Breaking Down What the Jobs Report Means
Last week, in his hawkish Jackson Hole speech, Fed Chair Jerome Powell underlined that the Fed’s main policy objective was to reduce inflation. He also insisted that the Fed would stay the course of raising interest rates until the job of bringing down inflation to the Fed’s 2 percent target was done. He expressed particular concern about the strength of the labor market. In his view, we would need a period of below-trend economic growth and softer labor market conditions to bring down inflation.
Today’s job report showing that the economy added 315,000 jobs in August, together with other labor market indicators, suggest that we are very far from the soft labor market conditions that the Fed is seeking to slay the inflation beast. Unemployment remains close to a fifty-year low, wages are rising at too rapid a pace for comfort, and the economy keeps adding jobs. Equally problematic for the Fed is the fact that not only are job openings at a record high of more than 11 million. Job openings now remain around double the number of people who are unemployed.
The continued strength in the labor market, coupled with inflation still running at a multiple of the Fed’s target, makes it all too likely that the Fed will raise interest rates by another 75 basis points at its September 21-22 policy meeting. However, that is not to say that another significant interest rate hike will be the right policy decision.
Will The Fed Be Too Aggressive?
Indeed, a strong argument can be made that the Fed is being overly aggressive in its quest to regain control over inflation and that it would be better served by a slower pace of monetary policy tightening.
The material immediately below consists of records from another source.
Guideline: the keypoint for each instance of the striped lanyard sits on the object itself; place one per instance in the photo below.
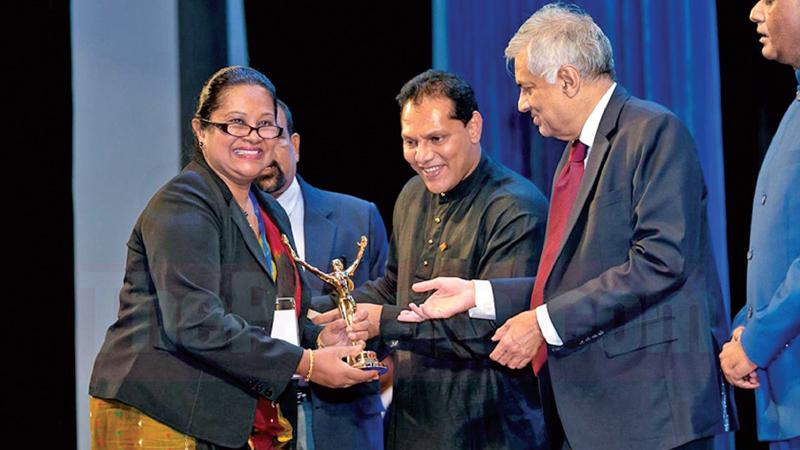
(262, 239)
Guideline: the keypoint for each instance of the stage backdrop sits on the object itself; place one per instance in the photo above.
(664, 51)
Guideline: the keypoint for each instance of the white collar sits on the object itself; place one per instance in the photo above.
(291, 197)
(593, 121)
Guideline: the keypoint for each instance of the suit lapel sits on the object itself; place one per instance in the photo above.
(318, 228)
(249, 237)
(597, 157)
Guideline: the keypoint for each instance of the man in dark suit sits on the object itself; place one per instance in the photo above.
(626, 309)
(328, 225)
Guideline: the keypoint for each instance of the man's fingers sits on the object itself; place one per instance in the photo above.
(410, 317)
(419, 311)
(428, 285)
(361, 315)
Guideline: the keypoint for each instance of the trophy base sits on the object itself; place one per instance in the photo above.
(367, 360)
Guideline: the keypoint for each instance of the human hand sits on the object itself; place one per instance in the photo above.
(338, 332)
(519, 339)
(331, 371)
(735, 364)
(452, 296)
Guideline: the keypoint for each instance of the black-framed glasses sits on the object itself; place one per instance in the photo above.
(244, 130)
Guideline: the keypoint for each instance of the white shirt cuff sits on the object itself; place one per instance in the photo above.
(484, 301)
(546, 325)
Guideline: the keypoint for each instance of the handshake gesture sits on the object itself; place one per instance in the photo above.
(518, 339)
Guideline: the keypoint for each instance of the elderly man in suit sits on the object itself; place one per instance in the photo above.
(626, 313)
(328, 225)
(764, 353)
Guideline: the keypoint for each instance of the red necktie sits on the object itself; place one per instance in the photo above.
(564, 193)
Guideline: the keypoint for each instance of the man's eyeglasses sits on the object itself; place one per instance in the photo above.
(244, 130)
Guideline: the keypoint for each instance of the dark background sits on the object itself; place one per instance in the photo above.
(339, 68)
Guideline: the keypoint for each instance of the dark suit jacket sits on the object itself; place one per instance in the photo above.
(634, 292)
(191, 345)
(333, 224)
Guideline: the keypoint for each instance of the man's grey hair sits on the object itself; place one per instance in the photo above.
(559, 34)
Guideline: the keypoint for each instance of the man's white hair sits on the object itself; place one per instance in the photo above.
(559, 34)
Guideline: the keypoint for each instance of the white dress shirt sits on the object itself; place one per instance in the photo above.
(292, 202)
(484, 297)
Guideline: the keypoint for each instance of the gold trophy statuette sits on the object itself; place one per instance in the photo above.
(340, 280)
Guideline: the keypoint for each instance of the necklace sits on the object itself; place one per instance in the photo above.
(248, 219)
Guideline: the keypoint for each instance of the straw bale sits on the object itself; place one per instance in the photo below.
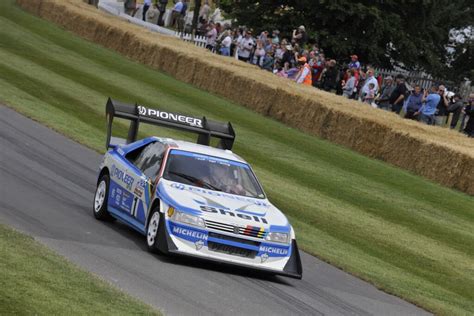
(435, 153)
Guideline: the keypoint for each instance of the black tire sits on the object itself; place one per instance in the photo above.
(101, 213)
(155, 232)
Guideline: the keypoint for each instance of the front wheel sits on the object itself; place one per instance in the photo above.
(154, 230)
(100, 199)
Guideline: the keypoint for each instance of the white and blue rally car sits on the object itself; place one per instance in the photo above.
(191, 199)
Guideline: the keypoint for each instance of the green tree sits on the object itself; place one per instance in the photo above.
(385, 33)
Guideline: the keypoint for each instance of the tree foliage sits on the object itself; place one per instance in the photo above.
(411, 33)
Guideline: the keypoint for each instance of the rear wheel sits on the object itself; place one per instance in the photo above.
(153, 231)
(100, 199)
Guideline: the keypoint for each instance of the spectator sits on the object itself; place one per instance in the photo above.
(428, 109)
(304, 73)
(469, 129)
(370, 79)
(246, 45)
(349, 85)
(369, 96)
(259, 53)
(182, 16)
(146, 6)
(268, 61)
(387, 89)
(275, 37)
(288, 56)
(414, 103)
(176, 14)
(330, 74)
(456, 109)
(204, 12)
(282, 71)
(442, 108)
(130, 7)
(299, 36)
(398, 95)
(225, 44)
(354, 64)
(211, 36)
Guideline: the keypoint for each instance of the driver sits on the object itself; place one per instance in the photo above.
(221, 177)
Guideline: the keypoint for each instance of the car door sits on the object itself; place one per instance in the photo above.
(144, 170)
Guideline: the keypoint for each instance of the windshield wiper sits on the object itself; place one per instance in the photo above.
(195, 180)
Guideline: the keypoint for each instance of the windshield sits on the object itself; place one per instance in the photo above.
(212, 173)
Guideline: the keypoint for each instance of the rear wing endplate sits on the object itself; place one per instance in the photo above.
(137, 114)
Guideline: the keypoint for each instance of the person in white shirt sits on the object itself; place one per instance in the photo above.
(246, 46)
(225, 44)
(370, 79)
(211, 36)
(176, 13)
(146, 6)
(204, 12)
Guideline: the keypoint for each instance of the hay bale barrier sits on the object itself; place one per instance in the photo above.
(439, 154)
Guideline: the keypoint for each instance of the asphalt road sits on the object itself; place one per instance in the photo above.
(47, 185)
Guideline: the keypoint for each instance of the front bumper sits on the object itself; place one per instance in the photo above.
(187, 240)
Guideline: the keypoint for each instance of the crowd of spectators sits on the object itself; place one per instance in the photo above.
(293, 57)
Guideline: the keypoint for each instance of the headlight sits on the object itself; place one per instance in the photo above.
(278, 237)
(188, 219)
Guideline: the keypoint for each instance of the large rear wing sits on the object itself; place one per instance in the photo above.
(138, 114)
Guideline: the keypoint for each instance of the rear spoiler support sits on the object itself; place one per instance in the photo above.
(137, 114)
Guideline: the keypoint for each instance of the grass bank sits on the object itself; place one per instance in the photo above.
(36, 281)
(406, 235)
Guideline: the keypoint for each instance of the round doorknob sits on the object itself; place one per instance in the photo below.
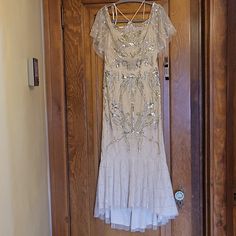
(179, 198)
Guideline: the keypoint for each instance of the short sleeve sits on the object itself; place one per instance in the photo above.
(99, 33)
(165, 29)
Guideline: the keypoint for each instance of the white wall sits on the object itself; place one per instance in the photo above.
(24, 204)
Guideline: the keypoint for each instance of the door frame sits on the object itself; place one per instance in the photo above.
(208, 54)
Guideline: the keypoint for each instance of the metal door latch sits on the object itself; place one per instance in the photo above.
(179, 197)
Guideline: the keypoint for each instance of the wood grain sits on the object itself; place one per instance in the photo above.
(83, 77)
(216, 117)
(231, 117)
(56, 118)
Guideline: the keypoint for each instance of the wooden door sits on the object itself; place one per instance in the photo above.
(83, 79)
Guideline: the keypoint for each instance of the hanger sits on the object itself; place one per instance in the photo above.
(128, 1)
(143, 2)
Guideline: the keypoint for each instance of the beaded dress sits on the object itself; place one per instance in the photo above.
(134, 190)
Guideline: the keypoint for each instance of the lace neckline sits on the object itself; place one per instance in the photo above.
(136, 25)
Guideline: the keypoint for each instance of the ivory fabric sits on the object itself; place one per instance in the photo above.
(134, 190)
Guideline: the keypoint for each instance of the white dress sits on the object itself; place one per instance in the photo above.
(134, 190)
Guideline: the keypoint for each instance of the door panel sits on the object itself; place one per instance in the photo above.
(84, 75)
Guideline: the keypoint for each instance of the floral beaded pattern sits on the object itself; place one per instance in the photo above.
(131, 79)
(134, 190)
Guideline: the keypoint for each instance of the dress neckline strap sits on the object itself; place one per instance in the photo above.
(129, 20)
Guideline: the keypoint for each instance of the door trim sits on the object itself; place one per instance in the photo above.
(214, 113)
(56, 115)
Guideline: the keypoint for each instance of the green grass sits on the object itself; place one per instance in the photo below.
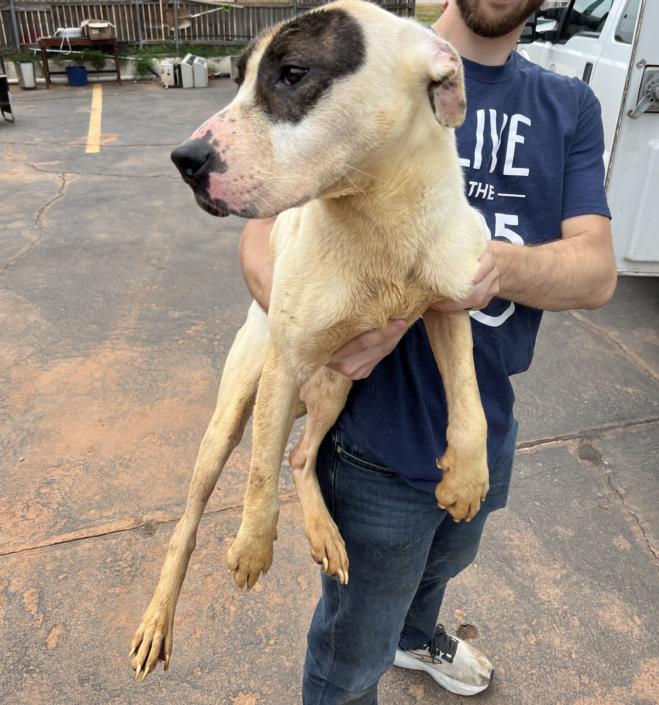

Not only does the Fed seem to forget that monetary policy operates with long lags and that its earlier aggressive tightening is yet to have its full impact on the economy. The Fed also seems to be forgetting the impact that its policies are having on the rest of the world economy and on global financial markets.
The one way in which the Fed’s hawkish monetary policy is adversely affecting the rest of the world economy is by aggravating the inflation problem abroad. It is doing so by propelling the dollar to a 20-year high thereby increasing the rest of the world’s import costs. Another way the Fed’s higher interest rates are having a negative impact is by sucking capital out of the rest of the world at an accelerating pace. That induces the World Bank to warn that we could be on the cusp of a wave of emerging market debt defaults.
Fortunately for President Biden, the full impact of today’s hawkish Fed monetary policy stance both at home and abroad will most likely only be fully felt after November’s midterm elections. Especially after today’s solid labor market report that will allow Mr. Biden to claim that the economy is strong. It will also allow him to hope that the electorate will not focus on the fact that inflation reached a forty-year high in no small measure due to his reckless budget policy.